Dragaera

Re-reading

David Silberstein davids at Kithrup.COM
Mon Jun 28 19:42:13 PDT 2004

On Mon, 28 Jun 2004, David Dyer-Bennet wrote:

>Jerry Friedman <jerry_friedman at yahoo.com> writes:
>
>>> Someone's definition of "novel" is "long prose work with something wrong
>>> with it", 
>>
>> That's a good one!  And I take the liberty to agree with the author:
>> the voice is fine.
>
>And doesn't show up in google.  I like it too, but want an
>attribution. 

When an exact match fails, try searching on significant subphrases.
Searching on "prose work" and "something wrong" results in:

     I think of movies the way the poet, essayist and novelist
     Randall Jarrell defined the novel: "A novel is a prose work of
     a certain length that has something wrong with it". 

And also:

     I like Randall Jarrell's brilliant generic critique of a
     novel: "A prose work of some length that has something wrong
     with it".

     I thought about what Jarrell said, and realized it sounded
     like each of the dozen or so review I've written. I only
     review work I like, but feel obligated to point out some
     perceived flaw, omission, or weakness.

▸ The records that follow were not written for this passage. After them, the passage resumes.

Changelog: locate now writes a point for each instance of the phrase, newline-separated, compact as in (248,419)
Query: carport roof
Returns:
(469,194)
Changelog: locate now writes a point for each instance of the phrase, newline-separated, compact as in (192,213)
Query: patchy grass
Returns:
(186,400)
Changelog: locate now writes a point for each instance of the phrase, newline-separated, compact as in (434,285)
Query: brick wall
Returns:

     I'm not sure I'll ever write another review again now that
     Jarrell's exposed the formula: "I liked it except for a
     little thing or two here and there".

Searching on "Randall Jarrell", "novel", "wrong" one finds other
variations on the quote:

     Randall Jarrell said a novel is sixty thousand words of
     discursive prose with something wrong with it


     Randall Jarrell once defined a novel as "a long stretch of
     prose with something wrong with it,"    


     WHEN POET AND CRITIC RANDALL JARRELL DEfined the novel as a
     long narrative that tends to have something wrong with it, he
     did not mean printer's errors.


     somebody once told me that Randall Jarrell defined a novel as
     a long piece of narrative prose containing something wrong
     with it.


As you can see, it's a rather annoying set of varying words to
express the concept, but no definitive citation.  I ran into the
same problem trying to track down exactly how and when William
Gibson uttered his famous line about the future being here but
unevenly distributed.  G. K. Chesterton's original wording about
children and belief and monsters is very different from the pithier
words usually assigned to him. 

Anyway, that's the best I can find.  Bah.